Mü’minlerin annesi Safiyye’den -Allah ondan râzı olsun- rivâyet elunan hadîste, Peygamber -sallallahu aleyhi ve sellem- şöyle buyurmuştur: “Hiç şüphe yok ki, kanın insanın damarlarında dolaştığı gibi şeytanın vesvese ve hîlesi de insanın damarlarında (öylece) dolaşır.” Buhârî ve Müslim
Osman b. Ebîl-Âs -Allah ondan râzı olsun-, Peygamber -sallallahu aleyhi ve sellem-'e şöyle şikâyet etmiştir: “Ey Allah’ın Rasûlü! Şeytan, kılmakta olduğum namazımda ve okuduğum Kur’an’da bana eziyet veriyor ve bundan haz duymama engel oluyor ve beni bunlarda şüpheye düşürüyor. (Bu durumda ne yapayım diye sordu). Rasûlullah -sallallahu aleyhi ve sellem- buyurdu ki: “O, Hanzeb adındaki şeytandır. Bunu hissettiğin zaman onun şerrinden Allah’a sığın ve sol tarafına hafifçe üç defa tükür” buyurdu. Osman b. Ebîl-Âs -Allah ondan râzı olsun- şöyle dedi: “Bunu yapınca, Allah -azze ve celle- onu (sıkıntıyı) benden giderdi.” Müslim
Peygamber -sallallahu aleyhi ve sellem-’den rivâyet olunan sahîh hadislerde sâbit olduğu üzere, her insanla bir melek ve bir şeytan beraber olur. Peygamber -sallallahu aleyhi ve sellem- bile böyledir. Fakat Allah Teâlâ ona yardım etmiş, onunla beraber olan şeytan müslüman olmuş ve Peygamber - sallallahu aleyhi ve sellem-’e hayırdan başka bir şey emretmemiştir.

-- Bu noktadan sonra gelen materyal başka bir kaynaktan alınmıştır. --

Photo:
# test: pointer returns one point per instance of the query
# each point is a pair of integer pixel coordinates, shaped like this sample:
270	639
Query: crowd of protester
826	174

Cinin, insanın bedenine girebileceğine ve onu baygın hâle getirip yere serebileceğine Allah -azze ve celle-'nin kitabı [Bakınız 2-Bakara Kıssası Suresi 275. Ayet], Rasûlullah -sallallahu aleyhi ve sellem-’in sünneti ve ümmetin oybirliği delâlet ettiğine göre, ilim ehli olan birisi nasıl olur da böyle bir durumu ilimden ve hidâyetten yoksun bir şekilde inkâr edebilir? Aksine bu durum, ehli sünnet vel-cemaate aykırı hareket eden bazı bid’atçıları körü körüne taklit etmektir. Bu durumu Allah Teâlâ'ya havâle ederiz.

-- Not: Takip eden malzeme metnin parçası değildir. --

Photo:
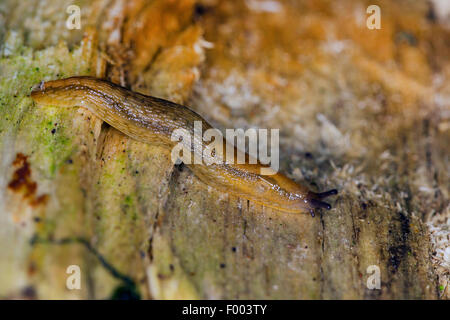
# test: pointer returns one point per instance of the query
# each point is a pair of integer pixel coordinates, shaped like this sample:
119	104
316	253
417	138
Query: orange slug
152	120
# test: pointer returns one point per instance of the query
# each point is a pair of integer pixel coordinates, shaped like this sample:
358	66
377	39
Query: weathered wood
360	110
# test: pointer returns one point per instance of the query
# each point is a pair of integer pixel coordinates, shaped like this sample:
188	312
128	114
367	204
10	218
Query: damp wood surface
364	111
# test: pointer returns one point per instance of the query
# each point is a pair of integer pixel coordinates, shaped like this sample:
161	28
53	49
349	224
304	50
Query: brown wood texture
364	111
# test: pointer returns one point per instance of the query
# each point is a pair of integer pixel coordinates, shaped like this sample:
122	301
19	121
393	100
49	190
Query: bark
364	111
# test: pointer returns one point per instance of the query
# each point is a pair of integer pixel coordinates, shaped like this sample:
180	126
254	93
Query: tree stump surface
364	111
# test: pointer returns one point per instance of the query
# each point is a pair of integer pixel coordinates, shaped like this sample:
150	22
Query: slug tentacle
153	120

“Fâiz yiyenler, (kıyâmet günü kabirlerinden) şeytan çarpmış kimselerin cinnet nöbetinden kalktığı gibi kalkarlar.”2-Bakara Kıssası Suresi-275.ayet
İmâm Kurtubî de yukarıdaki âyetin tefsîrinde şöyle der: “Bu âyet, cinin insanı sar’aya tutabileceğini inkâr eden, bu fiilin insanın tabiatından olduğunu, şeytanın insanın içerisine giremeyeceğini ve insanı çarpamayacağını iddiâ edenin sözünün geçersiz olduğunu gösterir.”
İmam Ahmed’in oğlu Abdullah der ki: “Babama, bazı insanlar, cinin insanın bedenine giremeyeceğini iddiâ ediyorlar, dedim.” Bana: “Oğulcuğum! Onlar yalan söylüyorlar, kendi diliyle konuşan cinin tâ kendisidir, dedi.” ["Onlara bunu söyleten cinin ta kendisidir." şeklinde anladım. Allahu Alem. e-mir.]